Research Justice, YPAR & Implications for the Field

Published on April 4, 2014 | Written by

by Jorge Rivas, Youth Rearch Associate at Youthprise

This past February, Youthprise co-sponsored the Hennepin County Afterschool Summit in order to share, explore and increase the afterschool opportunities for youth in the county. With an audience composed of policy makers, colleagues and community stakeholders, the Youthprise Research Team identified an opportunity to advocate for the value of Youth Participatory Action Research, or YPAR, and its future implications for the entire field. In collaboration with the Brooklyns Youth Council, our team facilitated a workshop session that doubled as a research opportunity. What we found was that there was no shortage of data gathering happening in the youth engagement field.

To put it simply, people are gathering a lot of information right now on schools, afterschool programs and young people as a population. Session participants listed several different forms and applications of surveys and evaluation processes that painted a picture of the wide-ranging and interconnected data networks that support citywide afterschool programs. What is not immediately clear is whether young people have a role in large-scale research efforts. But that’s not to say that people aren’t thinking about them.

The second half of participant responses was centered on how to incorporate young people in their own research. Again, the data harvest was robust and offered a look into a potentially promising future. Suggestions such as adding youth to project planning and leadership teams, student-developed surveys and focused engagement with policy makers were some highlights that seemed realistic and attainable. By all intents and purposes young people and the programs that serve them are being heavily scrutinized, but it is crucial that the field as a collective takes time to reexamine the nature of the work.

The term research carries academic and governmental connotations that aren’t entirely off base. Career academics are directed to gather information on domestic and indigenous populations, aggregate the data and form conclusions. At first glance the practice appears to be rigorous and valid but a thoroughly critical analysis reveals that the ability to conduct research is steeped in institutional exclusivity. This exclusivity is revealed when we look at the student demographics for the most prestigious universities our country has to offer.  These mostly white universities supply researchers for the mostly white think tanks that inform the mostly white national leadership.  When seen for the wide-scale, insider’s only club that it is we can see the value that diversity carries, and in contrast, the damage that tokenism can cause in research. This revelation is remarkably relevant when we examine the current landscape of youth development research.

Research Justice is a conceptual framework that subverts the institutional exclusivity of data gathering in order to place knowledge making in the hands of the collective. When the knowledge has been gathered these people are expected to circulate this information and develop ways of impacting and providing solutions to the issue. This concept is cemented through the critical research methodology of Participatory Action Research, or, PAR. Participatory Action Research is a method in which individuals directly affected by an issue come together to question, examine and report on those issues. In the past, areas such as workers’ compensation, racial justice and immigrant rights have been critically examined using PAR.

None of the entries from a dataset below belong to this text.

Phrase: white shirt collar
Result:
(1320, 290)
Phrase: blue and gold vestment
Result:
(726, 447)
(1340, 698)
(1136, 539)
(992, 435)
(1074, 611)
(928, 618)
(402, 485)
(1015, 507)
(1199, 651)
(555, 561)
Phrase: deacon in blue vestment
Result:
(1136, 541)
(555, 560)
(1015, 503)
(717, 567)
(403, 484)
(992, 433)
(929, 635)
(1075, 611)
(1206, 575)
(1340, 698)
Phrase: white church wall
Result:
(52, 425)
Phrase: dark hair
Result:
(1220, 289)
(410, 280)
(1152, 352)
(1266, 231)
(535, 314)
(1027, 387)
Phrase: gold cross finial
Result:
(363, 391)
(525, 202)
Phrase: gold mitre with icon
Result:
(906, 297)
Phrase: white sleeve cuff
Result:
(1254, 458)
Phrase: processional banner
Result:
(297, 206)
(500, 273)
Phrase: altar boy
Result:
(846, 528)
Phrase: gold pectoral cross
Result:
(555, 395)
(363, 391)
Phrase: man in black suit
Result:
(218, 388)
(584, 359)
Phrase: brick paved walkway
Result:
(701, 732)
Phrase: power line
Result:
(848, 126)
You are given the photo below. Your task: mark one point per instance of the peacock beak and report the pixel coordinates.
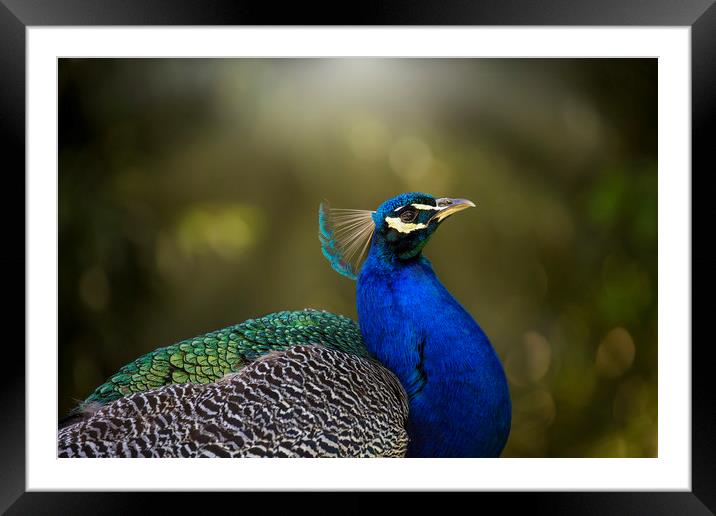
(449, 206)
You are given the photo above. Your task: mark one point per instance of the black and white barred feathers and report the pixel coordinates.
(307, 401)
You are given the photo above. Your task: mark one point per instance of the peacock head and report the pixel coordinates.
(399, 229)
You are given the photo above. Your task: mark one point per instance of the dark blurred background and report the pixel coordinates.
(189, 188)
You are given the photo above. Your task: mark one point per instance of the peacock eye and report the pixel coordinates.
(408, 215)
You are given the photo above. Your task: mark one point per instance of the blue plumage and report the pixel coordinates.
(459, 398)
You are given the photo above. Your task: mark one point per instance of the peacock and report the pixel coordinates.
(415, 377)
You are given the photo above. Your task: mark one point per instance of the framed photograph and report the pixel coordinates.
(193, 190)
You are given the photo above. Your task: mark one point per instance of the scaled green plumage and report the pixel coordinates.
(207, 358)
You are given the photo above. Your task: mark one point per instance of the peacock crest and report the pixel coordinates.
(345, 237)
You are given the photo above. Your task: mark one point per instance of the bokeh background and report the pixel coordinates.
(188, 196)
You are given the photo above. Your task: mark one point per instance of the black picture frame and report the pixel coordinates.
(17, 15)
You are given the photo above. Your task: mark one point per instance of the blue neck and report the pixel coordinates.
(459, 399)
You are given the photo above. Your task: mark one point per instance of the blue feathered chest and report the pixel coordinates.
(459, 399)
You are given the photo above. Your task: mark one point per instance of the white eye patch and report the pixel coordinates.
(425, 207)
(403, 227)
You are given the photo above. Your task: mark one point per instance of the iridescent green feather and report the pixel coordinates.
(207, 358)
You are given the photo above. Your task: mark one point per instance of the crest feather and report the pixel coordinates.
(345, 236)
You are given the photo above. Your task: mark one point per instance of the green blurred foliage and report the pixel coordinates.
(189, 191)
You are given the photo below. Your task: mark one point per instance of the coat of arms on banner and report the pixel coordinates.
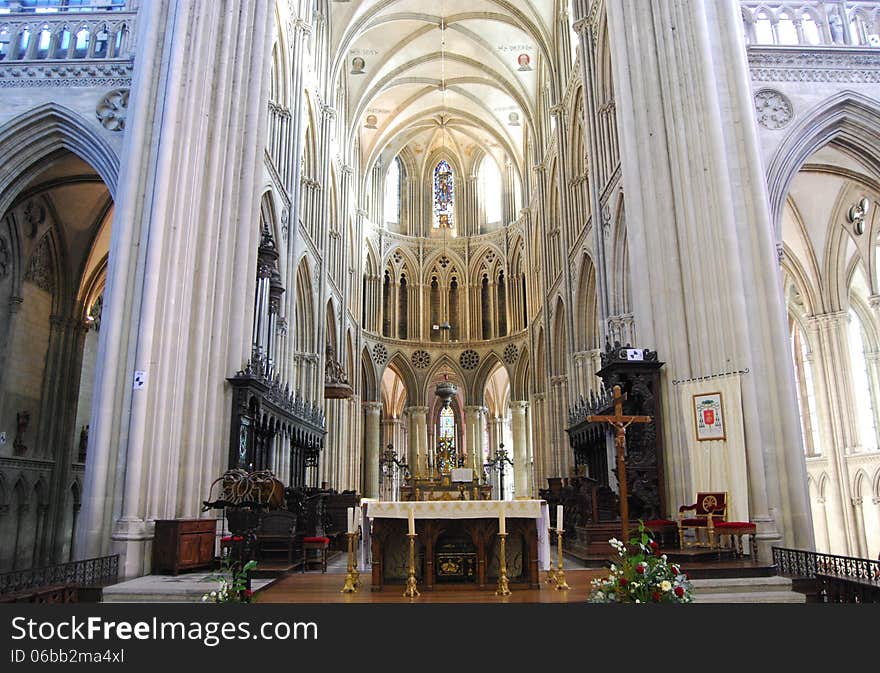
(709, 416)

However, to see PAR as a data gathering tool would be an overly simplistic explanation of its utility. When you examine the skills and techniques needed to conduct research, you can see that by going through this process people are doing much more than gathering information. The tools needed to question widely held opinions, deconstruct traditional modes of thinking and critically examine situations are also the tools critical to innovation and progress as a society. More specifically, when we examine the important cognitive skills for young people to learn and develop, we see that YPAR is, again, much more than a tool for gathering data, it is a tool for youth development.

In our mission to ensure that Minnesota’s youth are thriving, we are seeing more and more that the ability to think critically and question the status quo is necessary to create change. This goal, along with our models for Youth Engagement and Youth Adult Partnerships, ultimately come together to form our philosophy on youth development. When you teach a young person in culturally relevant ways, encourage that person to question and validate their own ideas and then place them in working relationships with adults who value those ideas, the result is a person who is mentally equipped to handle any situation they may come across. That is how you ensure that all of Minnesota’s youth thrive: one mind at a time.